Answer:
The density of the wooden block is equal to the density of water, which is approximately 1000 kg/m^3.
Step-by-step explanation:
To solve this problem, we need to consider the forces and equilibrium conditions involved in the system.
Given information:
Volume of the wooden block (V_block) = 5 * 10^-4 m^3
Mass of the steel object (m) = 0.25 kg
Let's assume:
Density of water (ρ_water) = 1000 kg/m^3 (standard value)
Density of the wooden block (ρ_wood) = ρ
Density of steel (ρ_steel) = 7850 kg/m^3 (standard value)
Volume of the wooden block submerged in water (V_submerged) = V_block_submerged
When the system is in equilibrium, the buoyant force on the wooden block must be equal to the weight of the steel object on top of it.
Buoyant Force (F_buoyant) = Weight of Steel Object (F_weight)
The buoyant force can be calculated using Archimedes' principle:
F_buoyant = ρ_water * g * V_submerged
The weight of the steel object can be calculated using its mass and the acceleration due to gravity:
F_weight = m * g
Setting these two forces equal to each other and solving for V_submerged:
ρ_water * g * V_submerged = m * g
V_submerged = m / ρ_water
Now, we know that the volume of the wooden block submerged in water is equal to the volume of the wooden block itself (V_block_submerged = V_block).
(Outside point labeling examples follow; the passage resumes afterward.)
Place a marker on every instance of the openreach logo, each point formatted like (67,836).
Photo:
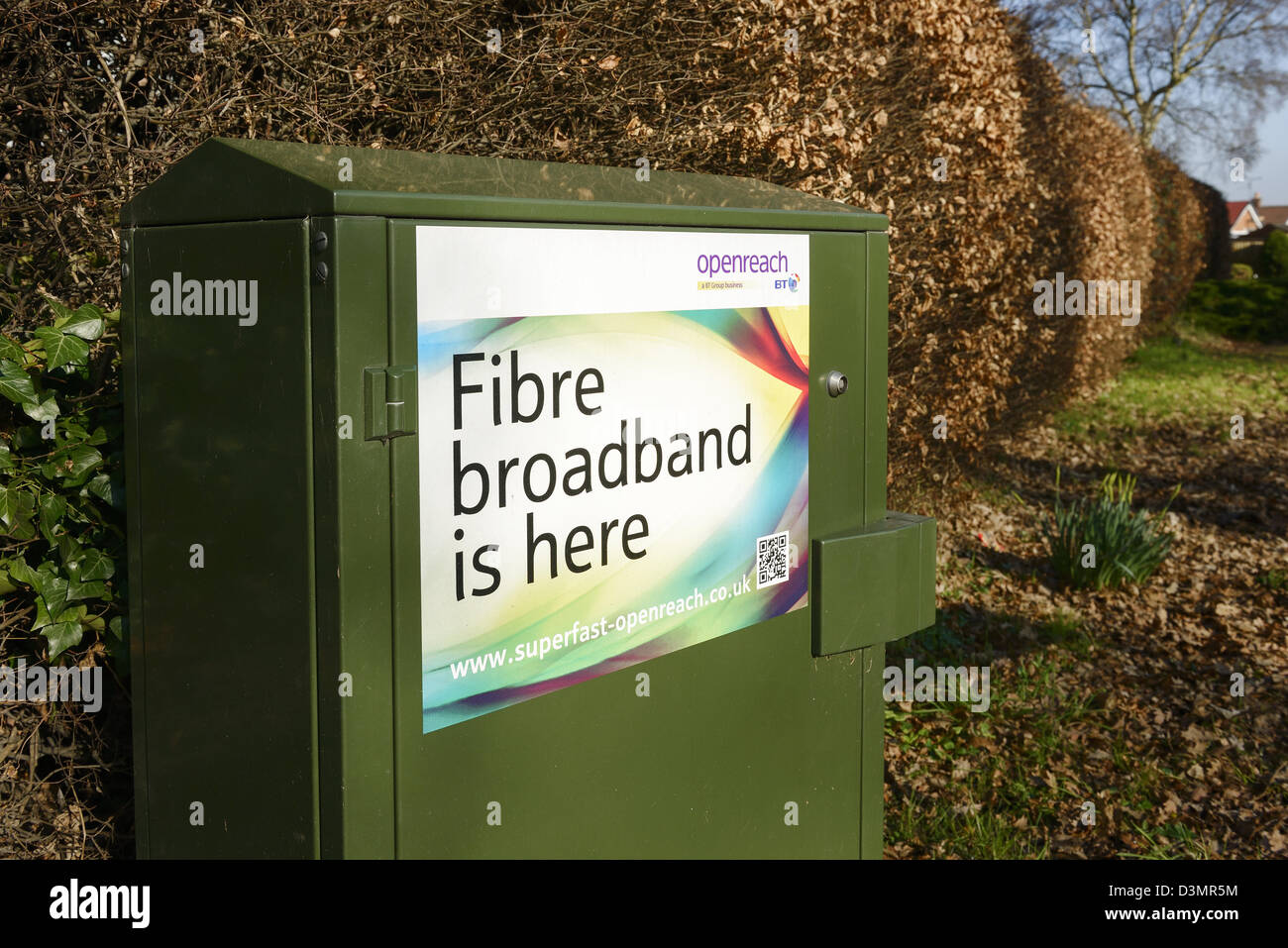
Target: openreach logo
(927,683)
(1063,296)
(101,901)
(730,264)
Therefore:
V_block = m / ρ_water
We can also relate the density of the wooden block to its mass and volume:
ρ_wood = m / V_block
Substituting the expressions for V_block and V_submerged:
ρ_wood = ρ_water * (V_block / V_block) = ρ_water
So, the density of the wooden block is equal to the density of water, which is approximately 1000 kg/m^3.